Nuovo parcheggio di viale Varese, la soddisfazione di Confesercenti

Il rendering dei nuovi parcheggi di viale Varese

“Ben venga l’ampliamento del parcheggio di viale Varese a Como. Avremmo preferito che venissero realizzati anche i posti auto interrati a ridosso delle mura, resta comunque il fatto che gli 86 parcheggi a raso in più rappresentano una importante boccata d’ossigeno per tutte le attività commerciali, attività di servizi, nonché alle necessità dei residenti del centro e dell’area perimetrale allo storico quadrilatero”. Così il presidente di Confesercenti Como, Claudio Casartelli, in una nota commenta la proposta presentata ieri dall’impresa Nessi & Majocchi di riqualificare l’area sotto le mura medievali di viale Varese e ampliare il parcheggio a raso esistente.

Il rendering dei nuovi parcheggi di viale Varese Il rendering dei nuovi parcheggi di viale Varese

“Oggi i centri commerciali hanno nei parcheggi gratuiti all’interno delle proprie strutture uno dei principali fattori attrattivi dei cittadini, è quindi giusto per reggere la concorrenza pensare di dotare anche i negozi di vicinato di posti auto nelle immediate vicinanze delle attività. Non possiamo continuare a sperare che la vitalità del centro sia aggrappata ai soli flussi turistici trascurando completamente le esigenze di chi a Como risiede o ci viene per motivi commerciali e lavorativi”.

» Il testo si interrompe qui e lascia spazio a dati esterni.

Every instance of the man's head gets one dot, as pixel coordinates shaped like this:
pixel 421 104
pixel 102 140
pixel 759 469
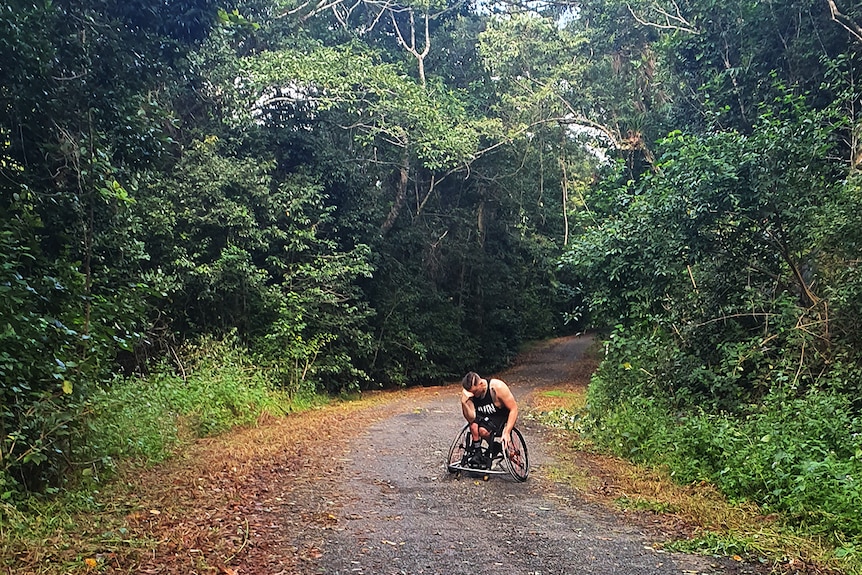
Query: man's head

E’ un sì a tutto tondo quello pronunciato dal presidente Casartelli sul progetto.

“Ben venga anche la regolazione del parcheggio non più con parcometri a monetine che costringono a calcolare preventivamente il tempo di sosta, ma con sbarre all’ingresso e all’uscita che consentono l’ingresso solo in caso di posti liberi, evitando le affannose e spesso infruttuose ricerche di posti auto cui si assiste oggi. Gli ambientalisti devono comprendere che la mobilità e il lavoro sono diritti da salvaguardare e che il problema reale dei danni alla salute si risolve obbligando le case automobilistiche a produrre veicoli con emissioni meno inquinanti o addirittura a zero come nel caso dei motori elettrici, non certo limitando in modo ideologico e categorico l’accessibilità e la sosta in convalle”.